You are viewing a plain text version of this content. The canonical link for it is here.
Posted to dev@lucene.apache.org by "Michael McCandless (JIRA)" <ji...@apache.org> on 2007/08/02 00:51:53 UTC
[jira] Updated: (LUCENE-969) Optimize the core tokenizers/analyzers
& deprecate Token.termText
[ https://issues.apache.org/jira/browse/LUCENE-969?page=com.atlassian.jira.plugin.system.issuetabpanels:all-tabpanel ]
Michael McCandless updated LUCENE-969:
--------------------------------------
Attachment: LUCENE-969.take2.patch
Updated patch based on recent commits; fixed up the javadocs and a few
other small things. I think this is ready to commit but I'll wait a
few days for more comments...
> Optimize the core tokenizers/analyzers & deprecate Token.termText
> -----------------------------------------------------------------
>
> Key: LUCENE-969
> URL: https://issues.apache.org/jira/browse/LUCENE-969
> Project: Lucene - Java
> Issue Type: Improvement
> Components: Analysis
> Affects Versions: 2.3
> Reporter: Michael McCandless
> Assignee: Michael McCandless
> Priority: Minor
> Fix For: 2.3
>
> Attachments: LUCENE-969.patch, LUCENE-969.take2.patch
>
>
> There is some "low hanging fruit" for optimizing the core tokenizers
> and analyzers:
> - Re-use a single Token instance during indexing instead of creating
> a new one for every term. To do this, I added a new method "Token
> next(Token result)" (Doron's suggestion) which means TokenStream
> may use the "Token result" as the returned Token, but is not
> required to (ie, can still return an entirely different Token if
> that is more convenient). I added default implementations for
> both next() methods in TokenStream.java so that a TokenStream can
> choose to implement only one of the next() methods.

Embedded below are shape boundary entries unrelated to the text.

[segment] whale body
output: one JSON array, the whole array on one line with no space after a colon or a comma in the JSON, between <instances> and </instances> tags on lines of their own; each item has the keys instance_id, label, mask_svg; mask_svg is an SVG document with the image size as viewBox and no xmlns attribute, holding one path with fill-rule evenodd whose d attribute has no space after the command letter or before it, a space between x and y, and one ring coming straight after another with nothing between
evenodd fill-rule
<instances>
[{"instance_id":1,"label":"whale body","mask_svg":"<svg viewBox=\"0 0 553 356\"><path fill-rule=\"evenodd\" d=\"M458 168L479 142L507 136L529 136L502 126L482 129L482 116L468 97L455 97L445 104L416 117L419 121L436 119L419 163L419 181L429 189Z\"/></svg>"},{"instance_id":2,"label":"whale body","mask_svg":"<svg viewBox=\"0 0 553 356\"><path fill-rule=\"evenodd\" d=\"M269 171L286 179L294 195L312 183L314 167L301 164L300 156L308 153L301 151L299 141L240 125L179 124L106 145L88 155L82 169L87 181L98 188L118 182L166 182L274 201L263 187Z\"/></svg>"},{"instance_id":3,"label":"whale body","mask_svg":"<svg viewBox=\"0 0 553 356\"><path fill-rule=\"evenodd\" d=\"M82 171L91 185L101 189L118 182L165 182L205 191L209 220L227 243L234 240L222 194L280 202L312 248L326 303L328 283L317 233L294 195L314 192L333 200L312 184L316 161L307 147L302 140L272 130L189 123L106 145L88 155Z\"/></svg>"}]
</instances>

> - Use "char[] termBuffer" in Token instead of the "String
> termText".
> Token now maintains a char[] termBuffer for holding the term's
> text. Tokenizers & filters should retrieve this buffer and
> directly alter it to put the term text in or change the term
> text.
> I only deprecated the termText() method. I still allow the ctors
> that pass in String termText, as well as setTermText(String), but
> added a NOTE about performance cost of using these methods. I
> think it's OK to keep these as convenience methods?
> After the next release, when we can remove the deprecated API, we
> should clean up Token.java to no longer maintain "either String or
> char[]" (and the initTermBuffer() private method) and always use
> the char[] termBuffer instead.
> - Re-use TokenStream instances across Fields & Documents instead of
> creating a new one for each doc. To do this I added an optional
> "reusableTokenStream(...)" to Analyzer which just defaults to
> calling tokenStream(...), and then I implemented this for the core
> analyzers.
> I'm using the patch from LUCENE-967 for benchmarking just
> tokenization.
> The changes above give 21% speedup (742 seconds -> 585 seconds) for
> LowerCaseTokenizer -> StopFilter -> PorterStemFilter chain, tokenizing
> all of Wikipedia, on JDK 1.6 -server -Xmx1024M, Debian Linux, RAID 5
> IO system (best of 2 runs).
> If I pre-break Wikipedia docs into 100 token docs then it's 37% faster
> (1236 sec -> 774 sec), I think because of re-using TokenStreams across
> docs.
> I'm just running with this alg and recording the elapsed time:
> analyzer=org.apache.lucene.analysis.LowercaseStopPorterAnalyzer
> doc.tokenize.log.step=50000
> docs.file=/lucene/wikifull.txt
> doc.maker=org.apache.lucene.benchmark.byTask.feeds.LineDocMaker
> doc.tokenized=true
> doc.maker.forever=false
> {ReadTokens > : *
> See this thread for discussion leading up to this:
> http://www.gossamer-threads.com/lists/lucene/java-dev/51283
> I also fixed Token.toString() to work correctly when termBuffer is
> used (and added unit test).
--
This message is automatically generated by JIRA.
-
You can reply to this email to add a comment to the issue online.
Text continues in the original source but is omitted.